Unsupervised Spectral Classification in Python: Endmember Extraction

Bridget Hass
Table of Contents

This tutorial runs through an example of spectral unmixing to carry out unsupervised classification of a SERC hyperspectral data file using the PySpTools package to carry out endmember extraction, plot abundance maps of the spectral endmembers, and use Spectral Angle Mapping and Spectral Information Divergence to classify the SERC tile.


After completing this tutorial, you will be able to:

  • Classify spectral remote sensing data.

Install Python Packages

  • numpy
  • gdal
  • matplotlib
  • matplotlib.pyplot

Download Data

Download the spectral classification teaching data subset

This tutorial runs through an example of spectral unmixing to carry out unsupervised classification of a SERC hyperspectral data file using the PySpTools package to carry out endmember extraction, plot abundance maps of the spectral endmembers, and use Spectral Angle Mapping and Spectral Information Divergence to classify the SERC tile.

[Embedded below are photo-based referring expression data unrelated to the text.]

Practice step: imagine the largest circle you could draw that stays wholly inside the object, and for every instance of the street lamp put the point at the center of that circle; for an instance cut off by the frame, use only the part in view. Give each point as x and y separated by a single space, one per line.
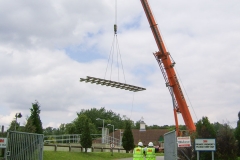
112 145
17 115
103 130
120 136
113 132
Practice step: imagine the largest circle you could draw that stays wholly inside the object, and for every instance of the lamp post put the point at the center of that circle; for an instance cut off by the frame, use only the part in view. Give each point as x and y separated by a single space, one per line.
17 115
113 137
103 130
120 143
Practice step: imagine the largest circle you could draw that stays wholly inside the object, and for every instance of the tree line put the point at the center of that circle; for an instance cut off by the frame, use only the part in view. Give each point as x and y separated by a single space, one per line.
86 123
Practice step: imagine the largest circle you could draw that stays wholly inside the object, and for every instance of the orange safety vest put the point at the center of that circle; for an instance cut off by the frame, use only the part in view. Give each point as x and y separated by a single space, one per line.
150 154
138 153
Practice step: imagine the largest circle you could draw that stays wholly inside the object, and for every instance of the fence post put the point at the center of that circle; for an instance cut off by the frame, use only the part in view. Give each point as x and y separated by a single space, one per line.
55 148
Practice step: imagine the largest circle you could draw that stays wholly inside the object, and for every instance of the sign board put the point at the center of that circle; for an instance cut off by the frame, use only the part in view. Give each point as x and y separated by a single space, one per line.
3 142
205 145
184 141
112 145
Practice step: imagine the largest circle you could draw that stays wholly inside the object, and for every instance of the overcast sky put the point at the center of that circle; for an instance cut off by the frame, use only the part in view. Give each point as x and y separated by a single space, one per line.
47 46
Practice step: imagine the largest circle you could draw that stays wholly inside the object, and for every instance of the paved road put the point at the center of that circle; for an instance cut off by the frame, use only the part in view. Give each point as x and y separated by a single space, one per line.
158 158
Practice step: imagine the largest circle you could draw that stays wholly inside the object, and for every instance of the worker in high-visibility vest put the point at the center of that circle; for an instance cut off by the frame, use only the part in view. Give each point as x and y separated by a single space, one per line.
150 152
138 152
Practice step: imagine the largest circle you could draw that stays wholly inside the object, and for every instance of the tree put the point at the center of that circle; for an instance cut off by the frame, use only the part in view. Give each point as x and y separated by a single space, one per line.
127 139
237 133
226 143
205 130
12 125
35 118
86 139
29 127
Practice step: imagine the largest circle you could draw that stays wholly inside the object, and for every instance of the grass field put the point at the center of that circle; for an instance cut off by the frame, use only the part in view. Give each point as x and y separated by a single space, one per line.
50 155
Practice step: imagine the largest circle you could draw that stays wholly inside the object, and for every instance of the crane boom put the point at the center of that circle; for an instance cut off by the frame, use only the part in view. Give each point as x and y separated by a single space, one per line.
167 67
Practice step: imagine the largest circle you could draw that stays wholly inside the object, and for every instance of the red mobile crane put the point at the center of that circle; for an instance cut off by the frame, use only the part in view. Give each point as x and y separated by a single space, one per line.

Since spectral data is so large in size, it is often useful to remove any unncessary or redundant data in order to save computational time. In this example, we will remove the water vapor bands, but you can also take a subset of bands, depending on your research application.

Set up

To run this notebook, the following Python packages need to be installed.

You can install required packages from command line pip install pysptools scikit-learn cvxopt.

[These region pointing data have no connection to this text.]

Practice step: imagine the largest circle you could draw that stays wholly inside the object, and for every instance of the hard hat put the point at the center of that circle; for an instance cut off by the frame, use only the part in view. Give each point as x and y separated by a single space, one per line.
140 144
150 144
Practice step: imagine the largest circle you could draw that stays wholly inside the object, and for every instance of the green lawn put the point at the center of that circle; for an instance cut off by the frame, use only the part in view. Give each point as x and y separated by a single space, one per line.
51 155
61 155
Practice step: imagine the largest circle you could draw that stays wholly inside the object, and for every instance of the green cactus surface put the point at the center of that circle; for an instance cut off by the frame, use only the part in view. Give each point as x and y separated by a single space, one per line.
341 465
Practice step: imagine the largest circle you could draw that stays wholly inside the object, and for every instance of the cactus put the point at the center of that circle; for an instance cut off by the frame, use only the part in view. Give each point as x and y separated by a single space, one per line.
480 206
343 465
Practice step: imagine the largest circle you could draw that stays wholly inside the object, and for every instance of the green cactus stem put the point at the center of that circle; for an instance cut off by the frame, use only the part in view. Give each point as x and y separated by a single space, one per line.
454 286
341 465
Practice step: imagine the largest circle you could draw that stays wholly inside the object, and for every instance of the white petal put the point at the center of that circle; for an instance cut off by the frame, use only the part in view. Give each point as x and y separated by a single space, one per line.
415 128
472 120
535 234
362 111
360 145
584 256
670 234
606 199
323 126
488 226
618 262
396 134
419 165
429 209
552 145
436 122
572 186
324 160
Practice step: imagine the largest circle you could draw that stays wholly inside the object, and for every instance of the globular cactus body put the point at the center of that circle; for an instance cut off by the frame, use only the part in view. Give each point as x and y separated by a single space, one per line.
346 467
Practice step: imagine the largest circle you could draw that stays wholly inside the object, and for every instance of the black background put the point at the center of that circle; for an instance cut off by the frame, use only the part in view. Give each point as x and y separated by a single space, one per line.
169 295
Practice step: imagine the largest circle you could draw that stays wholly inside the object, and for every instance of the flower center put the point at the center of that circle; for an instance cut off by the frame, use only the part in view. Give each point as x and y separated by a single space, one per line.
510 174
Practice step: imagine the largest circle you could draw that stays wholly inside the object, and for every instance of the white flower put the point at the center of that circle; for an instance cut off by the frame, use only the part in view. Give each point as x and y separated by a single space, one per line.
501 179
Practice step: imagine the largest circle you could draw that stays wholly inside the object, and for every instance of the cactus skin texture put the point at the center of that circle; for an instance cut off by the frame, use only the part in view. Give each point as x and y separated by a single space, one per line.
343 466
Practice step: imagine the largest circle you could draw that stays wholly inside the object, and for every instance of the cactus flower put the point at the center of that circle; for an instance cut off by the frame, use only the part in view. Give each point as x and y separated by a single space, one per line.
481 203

or if already in a Jupyter Notebook:

  1. PySpTools: Download pysptools-0.14.2.tar.gz.
  2. Run the following code in a Notebook code cell.
import sys
!{sys.executable} -m pip install "C:\Users\bhass\Downloads\pysptools-0.14.2.tar.gz
!conda install --yes --prefix {sys.prefix} scikit-learn
!conda install --yes --prefix {sys.prefix} cvxopt

We will also use the following user-defined functions:

  • read_neon_reflh5: function to read in NEON AOP Hyperspectral Data file (in hdf5 format)
  • clean_neon_refl_data: function to clean NEON hyperspectral data, including applying the data ignore value and reflectance scale factor, and removing water vapor bands
  • plot_aop_refl: function to plot a band of NEON hyperspectral data for reference

Once PySpTools is installed, import the following packages.

import h5py, os, copy
import matplotlib.pyplot as plt
import numpy as np
import pysptools.util as util
import pysptools.eea as eea #endmembers extraction algorithms
import pysptools.abundance_maps as amap
import pysptools.classification as cls
import pysptools.material_count as cnt

%matplotlib inline

#for clean output, to not print warnings, don't use when developing script
import warnings

Define the function read_neon_reflh5 to read in the h5 file, without cleaning it (applying the no-data value and scale factor); we will do that with a separate function that also removes the water vapor bad band windows.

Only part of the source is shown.